At this barricade Javert had been captured as a spy, and Jean Valjean, who was known to the revolutionaries, found his old, implacable enemy tied to a post, waiting to be shot. Jean Valjean requested to be allowed to blow out Javert's brains himself, and permission was given.
Holding a pistol in his hand, Jean Valjean led Javert, who was still bound, to a lane out of sight of the barricade, and there with his knife cut the ropes from the wrists and feet of his prisoner.
"You are free," he said. "Go; and if by chance I leave this place alive, I am to be found under the name of Fauchelevent, in the Rue de l'Homme-Armé, No. 7."
Javert walked a few steps, and then turned back, and cried, "You worry me.

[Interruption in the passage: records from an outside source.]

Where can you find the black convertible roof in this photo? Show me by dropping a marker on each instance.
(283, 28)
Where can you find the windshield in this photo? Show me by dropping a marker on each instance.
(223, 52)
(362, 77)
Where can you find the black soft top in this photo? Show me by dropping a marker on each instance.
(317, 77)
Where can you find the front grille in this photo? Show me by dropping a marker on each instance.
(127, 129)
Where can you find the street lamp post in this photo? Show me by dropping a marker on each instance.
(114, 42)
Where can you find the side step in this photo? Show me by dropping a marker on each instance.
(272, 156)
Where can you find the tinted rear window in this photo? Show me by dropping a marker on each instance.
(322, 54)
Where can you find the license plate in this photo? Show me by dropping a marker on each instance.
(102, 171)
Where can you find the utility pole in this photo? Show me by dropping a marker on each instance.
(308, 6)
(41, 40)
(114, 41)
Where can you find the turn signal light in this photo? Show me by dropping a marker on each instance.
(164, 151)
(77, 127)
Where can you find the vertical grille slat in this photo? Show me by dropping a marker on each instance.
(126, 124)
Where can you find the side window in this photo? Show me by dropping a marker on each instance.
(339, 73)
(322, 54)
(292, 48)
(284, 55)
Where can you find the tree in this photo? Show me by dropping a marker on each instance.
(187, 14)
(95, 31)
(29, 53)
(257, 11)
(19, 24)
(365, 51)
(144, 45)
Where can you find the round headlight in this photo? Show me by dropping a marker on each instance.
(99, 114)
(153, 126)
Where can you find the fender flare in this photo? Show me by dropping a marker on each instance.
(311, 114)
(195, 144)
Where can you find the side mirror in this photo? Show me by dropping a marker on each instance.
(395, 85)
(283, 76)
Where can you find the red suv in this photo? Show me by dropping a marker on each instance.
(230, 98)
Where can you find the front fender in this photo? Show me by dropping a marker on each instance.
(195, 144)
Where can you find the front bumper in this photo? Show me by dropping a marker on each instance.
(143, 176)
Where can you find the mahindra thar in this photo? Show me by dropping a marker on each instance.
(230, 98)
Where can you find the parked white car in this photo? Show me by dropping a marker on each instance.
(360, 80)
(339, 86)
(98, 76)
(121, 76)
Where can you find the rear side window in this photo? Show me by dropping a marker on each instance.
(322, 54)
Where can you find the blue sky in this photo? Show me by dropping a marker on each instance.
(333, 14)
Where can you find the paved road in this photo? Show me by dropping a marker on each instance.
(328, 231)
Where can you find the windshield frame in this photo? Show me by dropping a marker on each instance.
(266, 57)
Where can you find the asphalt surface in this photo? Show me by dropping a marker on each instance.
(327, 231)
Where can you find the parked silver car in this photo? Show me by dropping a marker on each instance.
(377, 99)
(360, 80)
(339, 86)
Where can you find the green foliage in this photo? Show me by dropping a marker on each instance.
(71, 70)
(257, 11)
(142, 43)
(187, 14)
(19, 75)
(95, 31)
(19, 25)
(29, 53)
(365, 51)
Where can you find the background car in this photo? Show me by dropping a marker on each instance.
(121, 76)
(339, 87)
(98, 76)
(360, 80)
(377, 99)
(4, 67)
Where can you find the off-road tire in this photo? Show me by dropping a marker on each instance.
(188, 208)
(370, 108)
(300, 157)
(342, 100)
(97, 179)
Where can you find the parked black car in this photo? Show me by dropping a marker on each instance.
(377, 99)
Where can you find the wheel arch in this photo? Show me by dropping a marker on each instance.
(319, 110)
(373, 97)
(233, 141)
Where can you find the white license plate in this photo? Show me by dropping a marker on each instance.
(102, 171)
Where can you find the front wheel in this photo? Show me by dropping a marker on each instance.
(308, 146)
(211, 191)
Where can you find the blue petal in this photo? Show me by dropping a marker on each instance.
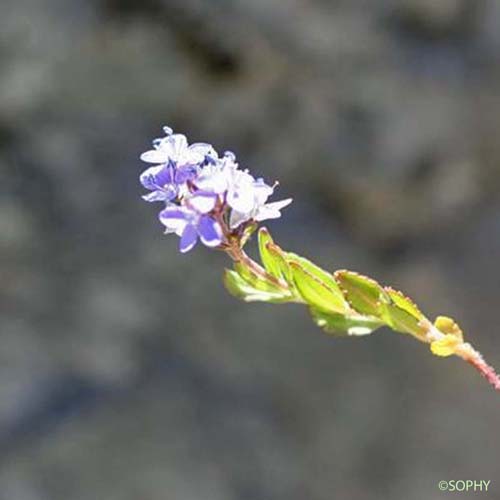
(209, 231)
(158, 195)
(188, 239)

I would rather you killed me!"
"Go!" was the only answer from Jean Valjean.
Javert moved slowly away; and when he had disappeared Jean Valjean discharged his pistol in the air.
Soon the last stand of the insurgents was at an end, and the barricade destroyed. Jean Valjean, who had taken no part in the struggle, beyond exposing himself to the bullets of the soldiers, was unhurt; but Marius lay wounded and insensible in his arms.
The soldiers were shooting down all who tried to escape. The situation was terrible.
There was only one chance for life--underground. An iron grating, which led to the sewers, was at his feet. Jean Valjean tore it open, and disappeared with Marius on his shoulders.
He emerged, after a horrible passage through a grating by the bank of the river, only to find there the implacable Javert!